While barefoot running may not be best for those who already have podiatric problems, it actually makes good sense.
Considering that indigenous cultures in which people don’t wear shoes don’t have issues with injuries from foot overuse, it seems that actually using our foot muscles is key to avoiding such injuries. In fact, even hip, knee, and ankle pain can be linked to weakened feet and toes. What causes atrophy of foot muscles? Shoes! In fact, the “better,” or more supportive, our shoes have become, the more likely foot weakness and stiffness are.
While the muscles of our feet and toes are fully capable of performing the stability we need, when we rely on shoes to do what our foot muscles should be doing, those muscles weaken. Such weakness in the feet of runners is to blame for many lower extremity injuries.
According to the American Academy of Podiatric Sports Medicine, the incidence of running injuries has paralleled improvement in shoe technology. Today, 65-80% of runners endure lower extremity injuries, each year. By contrast, runners who embrace barefoot running practices encounter report fewer issues.
There are, however, some precautions that should be taken by those new to barefoot running. Because of their already weakened foot muscles, the increased impact can cause injuries that wouldn’t be so common if they’d never used the once-popular supportive shoes.
Whether you’re a runner or not, these observations probably have you wondering why we wear shoes, in the first place, and whether or not doing so is a healthy practice. Here are some basic reasons:
Protection from cuts and filth
These issues can be real, at times, but going barefoot or wearing slippers with little to no support around the house should keep this argument at bay.

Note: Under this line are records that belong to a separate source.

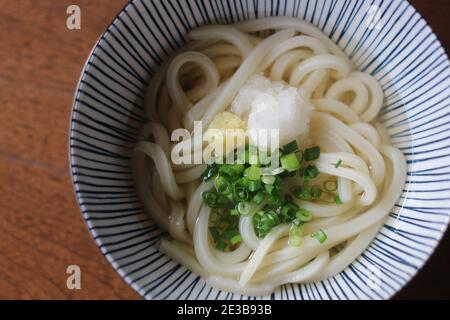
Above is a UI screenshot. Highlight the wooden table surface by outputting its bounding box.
[0,0,450,299]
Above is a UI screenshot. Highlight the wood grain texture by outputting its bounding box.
[0,0,450,299]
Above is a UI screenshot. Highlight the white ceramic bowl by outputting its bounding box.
[70,0,450,299]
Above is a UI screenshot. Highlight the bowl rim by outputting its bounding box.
[67,0,450,300]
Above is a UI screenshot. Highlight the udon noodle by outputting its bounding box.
[133,18,406,296]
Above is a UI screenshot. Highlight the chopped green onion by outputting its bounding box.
[261,175,276,184]
[216,239,228,251]
[230,234,241,245]
[311,229,327,243]
[248,180,262,192]
[268,194,282,206]
[253,191,266,206]
[200,163,219,181]
[247,166,261,180]
[289,225,303,247]
[233,185,248,202]
[236,201,252,215]
[307,166,319,179]
[280,153,300,171]
[295,209,312,222]
[283,140,298,154]
[303,147,320,161]
[202,191,218,208]
[323,180,337,192]
[309,186,322,199]
[214,176,231,195]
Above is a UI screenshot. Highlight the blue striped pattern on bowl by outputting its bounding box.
[70,0,450,300]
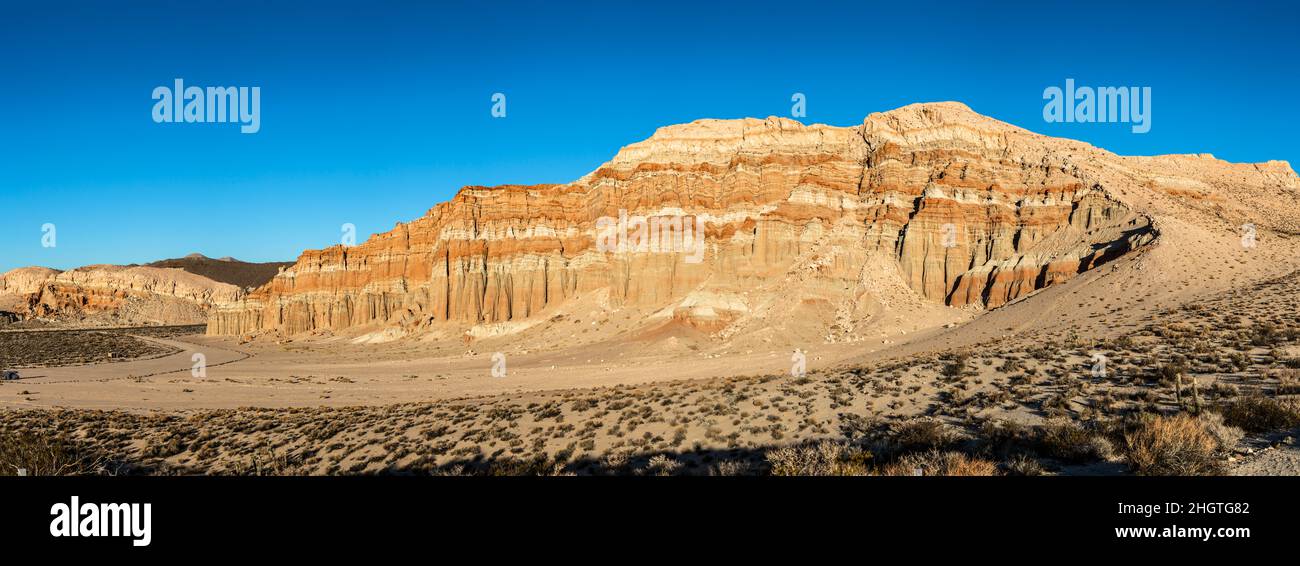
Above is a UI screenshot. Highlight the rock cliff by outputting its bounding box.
[0,265,243,325]
[208,103,1297,334]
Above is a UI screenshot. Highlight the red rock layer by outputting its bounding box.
[208,103,1180,334]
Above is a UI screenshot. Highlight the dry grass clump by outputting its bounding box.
[892,419,962,451]
[1125,414,1225,476]
[1039,419,1114,462]
[767,441,871,476]
[1218,396,1300,432]
[0,432,104,476]
[880,450,998,476]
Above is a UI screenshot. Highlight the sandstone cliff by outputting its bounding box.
[208,103,1300,336]
[0,265,243,325]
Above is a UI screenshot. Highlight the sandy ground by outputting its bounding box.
[0,323,937,410]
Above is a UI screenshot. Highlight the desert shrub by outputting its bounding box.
[1217,396,1300,432]
[1002,454,1043,476]
[1125,414,1223,476]
[709,459,749,476]
[767,441,871,476]
[1039,419,1114,462]
[893,419,961,451]
[1273,368,1300,396]
[0,432,104,476]
[1200,411,1245,450]
[880,450,997,476]
[979,420,1037,457]
[646,454,681,476]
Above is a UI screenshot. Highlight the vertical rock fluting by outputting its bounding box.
[208,103,1170,334]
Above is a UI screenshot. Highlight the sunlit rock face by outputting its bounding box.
[208,103,1295,334]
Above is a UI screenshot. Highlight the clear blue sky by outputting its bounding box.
[0,0,1300,271]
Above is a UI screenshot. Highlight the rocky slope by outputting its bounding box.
[148,254,294,289]
[208,103,1300,337]
[0,265,243,327]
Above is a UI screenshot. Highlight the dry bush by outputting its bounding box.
[1125,414,1223,476]
[709,459,749,476]
[1218,396,1300,432]
[767,441,871,476]
[1200,412,1245,450]
[880,450,997,476]
[0,432,104,476]
[1002,454,1043,476]
[1039,419,1114,462]
[893,419,961,451]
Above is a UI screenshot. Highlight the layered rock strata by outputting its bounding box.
[208,103,1295,334]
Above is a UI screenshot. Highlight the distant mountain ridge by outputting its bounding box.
[0,254,285,327]
[146,254,294,289]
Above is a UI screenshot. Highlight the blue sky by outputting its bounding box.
[0,0,1300,271]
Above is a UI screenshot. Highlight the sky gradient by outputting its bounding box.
[0,0,1300,272]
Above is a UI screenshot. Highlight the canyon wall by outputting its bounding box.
[0,265,243,325]
[208,103,1180,334]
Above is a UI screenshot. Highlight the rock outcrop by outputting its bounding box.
[208,103,1297,334]
[0,265,243,325]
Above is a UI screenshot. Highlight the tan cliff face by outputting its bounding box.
[0,265,243,324]
[208,103,1297,334]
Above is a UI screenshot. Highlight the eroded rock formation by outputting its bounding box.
[0,265,243,324]
[208,103,1295,334]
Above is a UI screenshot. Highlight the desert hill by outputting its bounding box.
[208,103,1300,353]
[0,258,244,327]
[147,254,294,289]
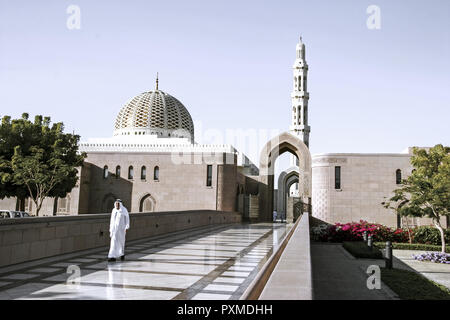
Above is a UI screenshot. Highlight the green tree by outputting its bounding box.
[0,113,86,214]
[382,144,450,252]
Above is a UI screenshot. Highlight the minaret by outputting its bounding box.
[289,37,311,148]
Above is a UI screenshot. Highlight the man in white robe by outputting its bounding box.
[108,199,130,261]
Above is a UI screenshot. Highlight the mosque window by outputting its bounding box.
[57,194,70,213]
[334,166,341,189]
[141,166,147,180]
[206,164,212,187]
[395,169,402,184]
[128,166,134,180]
[153,166,159,181]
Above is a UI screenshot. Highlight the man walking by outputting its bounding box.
[108,199,130,262]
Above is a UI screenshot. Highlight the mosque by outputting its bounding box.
[0,38,442,227]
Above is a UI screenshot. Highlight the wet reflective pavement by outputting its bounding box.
[0,223,291,300]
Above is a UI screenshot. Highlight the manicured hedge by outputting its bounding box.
[311,220,450,246]
[381,268,450,300]
[374,242,450,253]
[412,226,450,245]
[342,241,383,259]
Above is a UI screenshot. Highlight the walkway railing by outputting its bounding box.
[241,214,312,300]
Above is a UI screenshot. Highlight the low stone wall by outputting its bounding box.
[259,213,312,300]
[0,210,242,266]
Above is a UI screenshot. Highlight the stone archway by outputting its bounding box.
[258,132,312,221]
[277,166,298,214]
[102,193,117,213]
[139,193,156,212]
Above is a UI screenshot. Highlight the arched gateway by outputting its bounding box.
[259,132,312,221]
[277,166,299,214]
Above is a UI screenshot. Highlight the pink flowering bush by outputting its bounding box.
[316,220,408,242]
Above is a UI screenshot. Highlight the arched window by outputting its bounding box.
[395,169,402,184]
[128,166,134,180]
[153,166,159,181]
[139,194,156,212]
[56,194,70,213]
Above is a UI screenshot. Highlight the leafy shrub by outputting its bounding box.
[413,252,450,264]
[311,220,408,242]
[411,226,450,245]
[342,241,383,259]
[373,242,450,253]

The barefoot running shoes help eliminate these potential problems, too.
Going barefoot or even working in one’s stocking feet is often seen as “low class,” unhygienic, or even crass. Once called “summer feet,” the calloused foot bottoms that come from carefree outdoor play are rarely even seen on children anymore.
Self-image and fashion
Have you ever heard the phrase “the shoes make the man”? We all have. From increasing our height or sex appeal to completing a fashionable outfit with panache, shoes have become a cultural obsession.
Some people already find the barefoot running shoes to be comfy enough to wear for non-workout occasions. As the studies continue to mount, perhaps more casual-looking shoes with minimal support will surface.
While famous names in running shoes are scampering to invent minimalist running sandals and invisible shoes, maybe we’d all be better off going back to the days of “summer feet.”